Santo Tomás de Aquino enseñó que el sacramento más necesario era el bautismo, pero que el más excelente era la Sagrada Eucaristía. Este excelente sacramento ha sido, para algunos, demasiado excelente. En el Evangelio de Juan, cuando Jesús les dice a Sus discípulos que deben comer Su cuerpo y beber Su sangre, muchos están incrédulos y se van. Pero Jesús no se compromete ni dice que fue mal entendido. Les deja seguir caminando. Esta difícil enseñanza inicial para unos pocos estaba destinada, con el tiempo, a ser recibida con amor por muchos.

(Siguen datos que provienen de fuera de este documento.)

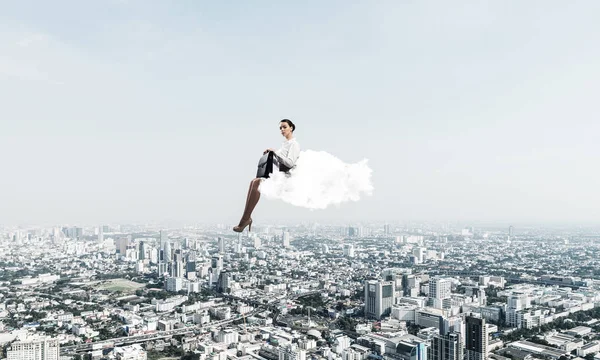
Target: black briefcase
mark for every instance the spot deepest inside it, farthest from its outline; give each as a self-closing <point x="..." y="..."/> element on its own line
<point x="266" y="164"/>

El Antiguo Pacto del Antiguo Testamento fue sangriento. En una especie de liturgia primitiva, Moisés sacrificó cabras y ovejas en un altar y su sangre se reunió en cubos. Luego salpicó esta sangre sobre la gente, sellando su aceptación de la ley escrita. Gotas voladoras de sangre animal salpicaron la piel de las personas para recordarles su promesa a Dios. Ningún drama sangriento estalla en la misa dominical. Cada uno bendice nuestra cabeza y torso con agua bendita y recibimos un anfitrión blanco puro en la lengua. El Nuevo Pacto no se basa en la sangre de cabras, terneros o en las cenizas de una novilla. Está arraigado en la generosidad del Hijo de Dios, que "se ofreció a sí mismo como el sacrificio perfecto a Dios a través del Espíritu eterno". El Pacto de Cristo con su pueblo se establece verbal y litúrgicamente en la Última Cena y físicamente en la cruz al día siguiente. La consagración de las especies sagradas en la misa continúa la presencia física de Cristo entre nosotros, mientras que la adoración del Santísimo Sacramento suspende la consagración de la misa, extendiéndola en horas, días, meses y años.

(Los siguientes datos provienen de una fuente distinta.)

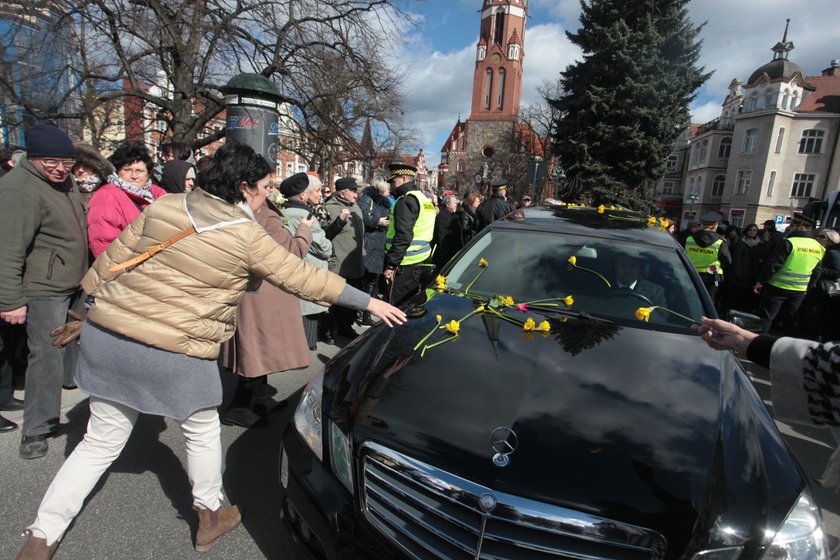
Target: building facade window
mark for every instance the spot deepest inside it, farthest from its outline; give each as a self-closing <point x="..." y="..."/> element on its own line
<point x="780" y="140"/>
<point x="725" y="148"/>
<point x="500" y="100"/>
<point x="488" y="88"/>
<point x="751" y="141"/>
<point x="743" y="181"/>
<point x="717" y="186"/>
<point x="802" y="185"/>
<point x="811" y="141"/>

Naturalmente deseamos dejar una parte de nosotros mismos a nuestros seres queridos. Enviamos fotos, solemnemente transmitimos un recuerdo apreciado o le damos al bebé un apellido. Los soldados solían llevar un relicario con algunos mechones del cabello de su esposa o novia. Necesitamos estar cerca, físicamente cerca, a aquellos que amamos de manera concreta y tangible. Jesús deseaba lo mismo y, no estando limitado por las limitaciones de la naturaleza humana, hizo lo mismo y más. ¡Nos ha dejado a sí mismo! ¡Ese dogma que se procesa calle abajo es una persona! ¡Y ese dogma detrás de las puertas doradas del tabernáculo de la parroquia es la misma persona! Así que doble ese cuerpo hacia abajo y prende fuego a ese corazón, porque la Víctima que Salva abre de par en par la puerta del cielo a todos los que están abajo. Estamos tan cerca de Cristo en la Sagrada Eucaristía como lo hicieron los apóstoles en el monte Tabor.

Señor de la Eucaristía, te veneramos con las cabezas inclinadas, mientras la antigua forma de adoración da paso a la nueva. Con la fe proveyendo lo que falla a los sentidos, honramos al Begetter y al Engendrado, devolviendo el amor a lo que nos amó primero, aprendices en la escuela del amor.